D.N. Huntzinger, K. Schaefer, C. Schwalm, J.B. Fisher, D. Hayes, E. Stofferahn, J. Carey, A.M. Michalak, Y. Wei, A.K. Jain, H. Kolus, J. Mao, B. Poulter, X. Shi, J. Tang and H. Tian
The Multi-scale Terrestrial Model Intercomparison Project (MsTMIP) provides simulations of carbon fluxes from an ensemble of terrestrial biosphere models that represent carbon emissions and uptake by soils and plants. In this work, simulations for the boreal region are examined to explore how models represent carbon cycling in soils. We found that the models' estimates of carbon stocks at the turn of the 20th century continue to have a strong impact on the models' estimates of current carbon stocks and flows. As a result, model estimates vary widely and are not always consistent with observational constraints. The models also differ in terms of their response to variability in temperature and moisture availability. This study provides guidance for further improvements of process-based models of boreal carbon dynamics.
Figure: Model estimates of soil carbon residence times vary substantially among themselves and relative to observational constraints. (G) MsTMIP model ensemble median soil carbon residence time (years), (H) observationally-based estimates of soil carbon residence time (years), and (I) percent bias of model estimates relative to observational constraint.
Given the magnitude of soil carbon stocks in northern ecosystems, and the vulnerability of these stocks to climate warming, land surface models must accurately represent soil carbon dynamics in these regions.
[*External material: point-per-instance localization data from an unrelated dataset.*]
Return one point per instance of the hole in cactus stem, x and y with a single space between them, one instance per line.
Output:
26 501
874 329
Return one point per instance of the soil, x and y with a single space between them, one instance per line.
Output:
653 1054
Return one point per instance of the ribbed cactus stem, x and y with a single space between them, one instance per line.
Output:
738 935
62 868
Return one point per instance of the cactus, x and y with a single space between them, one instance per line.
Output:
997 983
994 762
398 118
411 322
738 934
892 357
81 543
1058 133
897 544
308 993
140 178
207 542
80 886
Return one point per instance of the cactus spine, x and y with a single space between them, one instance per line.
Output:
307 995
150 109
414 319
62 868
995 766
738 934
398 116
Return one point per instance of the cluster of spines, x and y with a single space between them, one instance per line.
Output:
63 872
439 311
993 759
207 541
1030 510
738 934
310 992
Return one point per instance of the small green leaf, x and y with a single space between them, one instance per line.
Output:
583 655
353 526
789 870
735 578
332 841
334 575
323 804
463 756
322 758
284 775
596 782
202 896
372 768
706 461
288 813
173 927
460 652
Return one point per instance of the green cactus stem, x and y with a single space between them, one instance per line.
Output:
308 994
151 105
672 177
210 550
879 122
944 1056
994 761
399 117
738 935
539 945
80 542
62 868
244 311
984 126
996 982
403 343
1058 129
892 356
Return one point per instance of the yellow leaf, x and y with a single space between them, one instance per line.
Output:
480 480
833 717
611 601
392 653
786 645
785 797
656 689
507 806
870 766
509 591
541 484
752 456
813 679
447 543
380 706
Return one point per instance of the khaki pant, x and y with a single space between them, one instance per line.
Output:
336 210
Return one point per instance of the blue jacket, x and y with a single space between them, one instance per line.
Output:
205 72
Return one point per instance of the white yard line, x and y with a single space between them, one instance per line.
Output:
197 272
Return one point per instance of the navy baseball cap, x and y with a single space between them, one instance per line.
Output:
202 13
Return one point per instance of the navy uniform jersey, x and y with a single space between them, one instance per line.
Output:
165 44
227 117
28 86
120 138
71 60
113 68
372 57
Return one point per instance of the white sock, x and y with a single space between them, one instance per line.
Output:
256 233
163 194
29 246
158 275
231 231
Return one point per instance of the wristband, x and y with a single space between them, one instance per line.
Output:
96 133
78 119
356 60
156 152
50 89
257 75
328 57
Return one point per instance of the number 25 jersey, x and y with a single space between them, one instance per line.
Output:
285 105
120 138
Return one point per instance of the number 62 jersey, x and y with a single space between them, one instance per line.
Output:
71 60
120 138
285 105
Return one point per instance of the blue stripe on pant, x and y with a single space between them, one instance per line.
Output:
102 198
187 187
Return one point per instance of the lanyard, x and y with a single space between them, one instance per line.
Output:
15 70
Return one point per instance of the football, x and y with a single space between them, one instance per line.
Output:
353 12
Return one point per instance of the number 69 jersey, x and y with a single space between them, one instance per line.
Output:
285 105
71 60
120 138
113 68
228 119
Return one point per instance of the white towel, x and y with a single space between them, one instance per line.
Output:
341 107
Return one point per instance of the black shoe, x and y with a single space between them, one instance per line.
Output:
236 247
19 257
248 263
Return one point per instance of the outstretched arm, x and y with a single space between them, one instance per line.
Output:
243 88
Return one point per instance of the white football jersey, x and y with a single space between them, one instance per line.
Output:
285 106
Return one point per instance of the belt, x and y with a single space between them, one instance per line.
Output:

We evaluate soil carbon stocks and turnover rates, and the relationship between soil carbon loss with soil temperature and moisture, from an ensemble of eleven global land surface models. We focus on the region of NASA's Arctic-Boreal vulnerability experiment (ABoVE) in North America to inform data collection and model development efforts. Models exhibit an order of magnitude difference in estimates of current total soil carbon stocks, generally under- or overestimating the size of current soil carbon stocks by greater than 50 PgC. We find that a model's soil carbon stock at steady-state in 1901 is the prime driver of its soil carbon stock a hundred years later—overwhelming the effect of environmental forcing factors like climate. The greatest divergence between modeled and observed soil carbon stocks is in regions dominated by peat and permafrost soils, suggesting that models are failing to capture the frozen soil carbon dynamics of permafrost regions. Using a set of functional benchmarks to test the simulated relationship of soil respiration to both soil temperature and moisture, we find that although models capture the observed shape of the soil moisture response of respiration, almost half of the models examined show temperature sensitivities, or Q10 values, that are half of observed. Significantly, models that perform better against observational constraints of respiration or carbon stock size do not necessarily perform well in terms of their functional response to key climatic factors like changing temperature. This suggests that models may be arriving at the right result, but for the wrong reason. The results of this work can help to bridge the gap between data and models by both pointing to the need to constrain initial carbon pool sizes, as well as highlighting the importance of incorporating functional benchmarks into ongoing, mechanistic modeling activities such as those included in ABoVE.
Huntzinger, D.N., K. Schaefer, C. Schwalm, J.B. Fisher, D. Hayes, E. Stofferahn, J. Carey, A.M. Michalak, Y. Wei, A.K. Jain, H. Kolus, J. Mao, B. Poulter, X. Shi, J. Tang, H. Tian (2020) "Evaluation of simulated soil carbon dynamics in Arctic-Borealecosystems," Environmental Research Letters, 15, 025005, doi:10.1088/1748-9326/ab6784.